Mais aujourd’hui, « le bilan est édifiant », dénonce l’Unapei : il aura fallu « cinq mois pour qu’Amélie puisse trouver une place dans un établissement qui se situe à plus de 400 km de ses parents, les contraignant à déménager » et, en outre, « les cellules de gestion des situations critiques, lorsqu’elles sont effectivement mises en place dans les départements, ne sont pas en mesure de trouver une solution ». « Sur les huit dossiers que nous avons transmis l’année dernière, six ont trouvé des solutions mais qui ne sont pas toujours adaptées et deux sont toujours en errance », précise Thierry Nouvel, directeur général de l’Unapei, qui pointe qu’« on continue à proposer des places en Belgique ».
Cinq mois après la remise du rapport Piveteau qui a proposé plus de 130 mesures(3), aucune d’entre elles n’a reçu « ne serait-ce qu’un début de mise en œuvre », déplore encore l’association. En mai dernier, la présidente de l’association, Christel Prado, avait d’ailleurs, en vain, mis en garde la secrétaire d’Etat chargée des personnes handicapées, Ségolène Neuville, à la tribune de son congrès.

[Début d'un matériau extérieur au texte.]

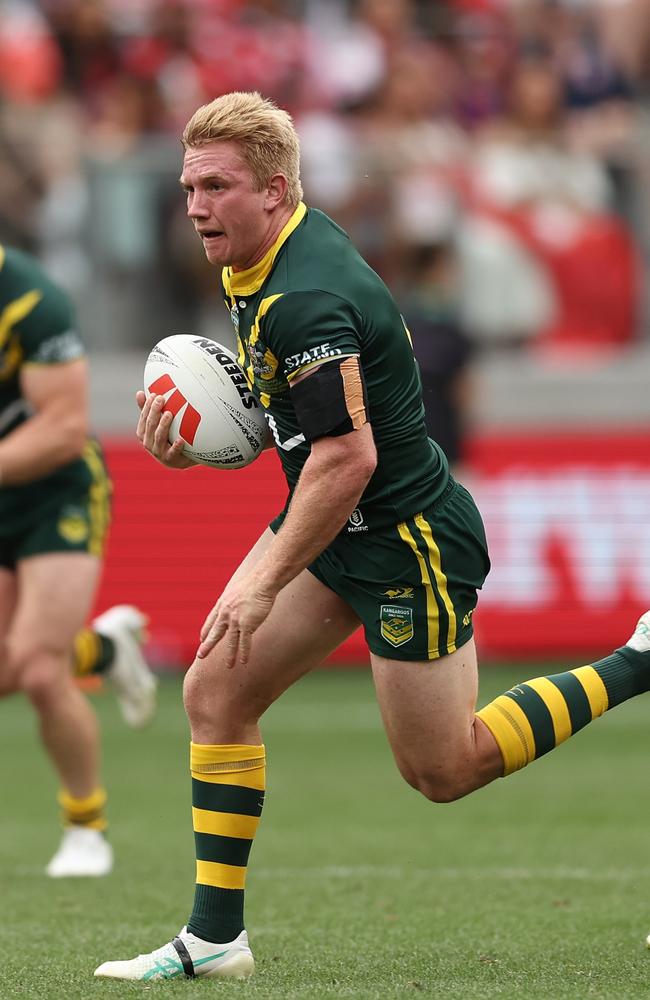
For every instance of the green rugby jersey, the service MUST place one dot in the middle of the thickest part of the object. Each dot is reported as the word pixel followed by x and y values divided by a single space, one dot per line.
pixel 36 328
pixel 313 298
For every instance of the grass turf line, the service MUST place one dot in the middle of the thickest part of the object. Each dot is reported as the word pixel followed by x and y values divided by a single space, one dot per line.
pixel 537 887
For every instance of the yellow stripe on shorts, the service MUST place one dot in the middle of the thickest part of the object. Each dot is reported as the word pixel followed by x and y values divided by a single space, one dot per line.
pixel 433 624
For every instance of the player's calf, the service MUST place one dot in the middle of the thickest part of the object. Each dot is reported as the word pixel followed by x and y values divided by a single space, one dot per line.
pixel 537 715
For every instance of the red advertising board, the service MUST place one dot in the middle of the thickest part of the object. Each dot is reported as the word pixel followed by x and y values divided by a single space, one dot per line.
pixel 567 518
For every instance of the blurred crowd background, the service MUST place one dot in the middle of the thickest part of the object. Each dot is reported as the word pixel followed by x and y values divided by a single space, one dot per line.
pixel 488 157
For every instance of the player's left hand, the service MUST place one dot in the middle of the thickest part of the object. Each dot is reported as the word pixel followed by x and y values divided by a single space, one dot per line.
pixel 238 613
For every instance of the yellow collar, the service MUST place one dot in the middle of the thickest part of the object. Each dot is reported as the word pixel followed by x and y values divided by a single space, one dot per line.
pixel 251 280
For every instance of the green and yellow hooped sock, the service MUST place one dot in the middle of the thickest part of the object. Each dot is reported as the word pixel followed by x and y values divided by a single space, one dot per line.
pixel 228 784
pixel 536 716
pixel 88 812
pixel 92 653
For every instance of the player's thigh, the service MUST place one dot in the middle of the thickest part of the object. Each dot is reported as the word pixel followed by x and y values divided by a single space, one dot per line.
pixel 307 622
pixel 428 708
pixel 55 594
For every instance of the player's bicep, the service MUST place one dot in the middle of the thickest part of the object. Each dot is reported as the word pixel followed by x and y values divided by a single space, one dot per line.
pixel 331 399
pixel 58 389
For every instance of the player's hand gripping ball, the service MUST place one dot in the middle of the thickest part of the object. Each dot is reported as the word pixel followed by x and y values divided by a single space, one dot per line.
pixel 206 390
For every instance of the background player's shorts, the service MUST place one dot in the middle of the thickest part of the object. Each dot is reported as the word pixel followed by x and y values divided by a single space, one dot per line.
pixel 74 518
pixel 413 585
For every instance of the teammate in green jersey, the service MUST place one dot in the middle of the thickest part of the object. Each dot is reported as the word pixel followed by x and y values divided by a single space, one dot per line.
pixel 375 531
pixel 54 513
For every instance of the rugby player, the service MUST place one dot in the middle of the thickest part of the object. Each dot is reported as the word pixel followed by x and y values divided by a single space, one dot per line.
pixel 375 531
pixel 54 515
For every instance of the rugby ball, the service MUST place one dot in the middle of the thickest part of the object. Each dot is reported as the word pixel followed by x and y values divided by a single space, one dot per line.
pixel 219 418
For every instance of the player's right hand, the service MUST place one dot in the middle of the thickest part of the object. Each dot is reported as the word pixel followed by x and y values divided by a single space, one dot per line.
pixel 153 432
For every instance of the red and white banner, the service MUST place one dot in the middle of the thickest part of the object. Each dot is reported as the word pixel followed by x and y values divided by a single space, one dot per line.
pixel 567 519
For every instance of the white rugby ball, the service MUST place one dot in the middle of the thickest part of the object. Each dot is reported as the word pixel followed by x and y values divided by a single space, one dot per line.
pixel 205 388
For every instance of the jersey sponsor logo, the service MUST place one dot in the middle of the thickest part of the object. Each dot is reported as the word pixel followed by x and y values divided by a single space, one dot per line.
pixel 263 362
pixel 396 624
pixel 313 354
pixel 174 404
pixel 356 521
pixel 237 377
pixel 290 443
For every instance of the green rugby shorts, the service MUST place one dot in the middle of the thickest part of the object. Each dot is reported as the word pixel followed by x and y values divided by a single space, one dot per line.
pixel 414 584
pixel 70 518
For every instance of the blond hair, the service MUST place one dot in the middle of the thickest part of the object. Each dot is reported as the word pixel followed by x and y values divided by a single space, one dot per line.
pixel 265 133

En réponse à ses attaques, le cabinet de la secrétaire d’Etat présente quelques chiffres mais veut surtout insister sur les projets à venir. Au 21 octobre 2014, 106 situations de personnes handicapées n’ayant pas de solution d’accueil ont été identifiées au niveau national – 65 ont été transmises par les agences régionales de santé (ARS), les autres provenant notamment de la boîte mail créée par la caisse nationale de solidarité pour l’autonomie (CNSA). Parmi cette centaine de cas, 33 ont été considérés comme « critiques » au sens de la circulaire du 22 novembre 2013 qui organisait le dispositif(3). Il s’agit de 21 enfants de moins de 20 ans et de 12 adultes, le plus souvent polyhandicapés ou autistes. Une dizaine d’entre eux ont été orientés vers une structure. Au-delà, un chef de projet doit être nommé dans les jours à venir pour travailler à la mise en œuvre des propositions du rapport Piveteau et ainsi « éviter les cas critiques ». « Les actions qui seront mises en œuvre seront annoncées lors de la conférence nationale du handicap de décembre prochain », précise le cabinet de Ségolène Neuville.